ACOSS is also very concerned that ending income supports will put communities at risk, and urges the Federal Government and National Cabinet to guarantee that they won’t support lifting of restrictions until safe vaccination rates have been achieved for people most at risk, including people on low incomes, people with disability and First Nations communities.
Yesterday, the Federal Government announced Disaster Payments will stop renewing automatically each week when a state or territory reaches 70% vaccination rate, and end two weeks after a state or territory reaches 80% of adults over 16 fully vaccinated.
ACOSS CEO Dr Cassandra Goldie said:
“It is unconscionable to use broad vaccination rate data as the mechanism to cut off income support to people without paid work, regardless of whether a lockdown has lifted or what the actual vaccination rates are for a range of at-risk groups.

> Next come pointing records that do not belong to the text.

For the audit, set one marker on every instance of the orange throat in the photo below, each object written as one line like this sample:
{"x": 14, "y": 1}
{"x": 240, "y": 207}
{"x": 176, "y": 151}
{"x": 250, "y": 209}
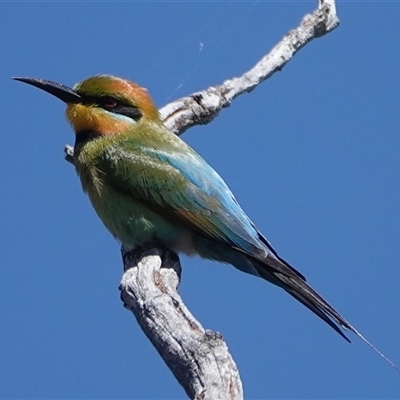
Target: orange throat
{"x": 84, "y": 117}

“Cutting off disaster support will see many of the 1.7 million people currently receiving disaster payments in NSW, ACT and Victoria end up on the grossly inadequate JobSeeker Payment of $45 a day, which is less than half the $750pw Covid Disaster Payment.
“It will leave others with no income at all, including people on temporary visas who are ineligible for JobSeeker and other income support.
“It’s appalling to give hundreds of thousands of people, including single mums, older people and people with disability one week’s notice that their payments will stop unless they apply again in the case of NSW.”
“We know many people are unable to go straight back into paid work after a lockdown, which is what we saw last year. The OECD has told Australia it needs to increase its unemployment payments because they drive people into poverty.
We also know that lockdowns and further restrictions are also real possibilities, and we must ensure restrictions can be applied to keep us safe, with people affected confident they will have adequate economic support through social security arrangements.
“Snap decisions like this hurt people on lowest incomes. People won’t be able to pay their rent, afford food and cover the cost of other essentials. The mental health consequences are serious.
“This decision will just add to the high levels of financial distress already evident. Community organisations at the front line are dealing with queues of people needing emergency and food relief in lockdown areas and other areas where industries are affected by the current uncertainty. There are still almost one million people on the lowest incomes locked down.”
“As a country, we must accept that we have not done enough to secure safe vaccination rates for people most at risk to ensure no one is left behind in our vaccination effort.
“We must also ensure everyone has an adequate income to cover the essentials, both now and into the future. That means fixing our safety net so that no one receives less than $67 a day.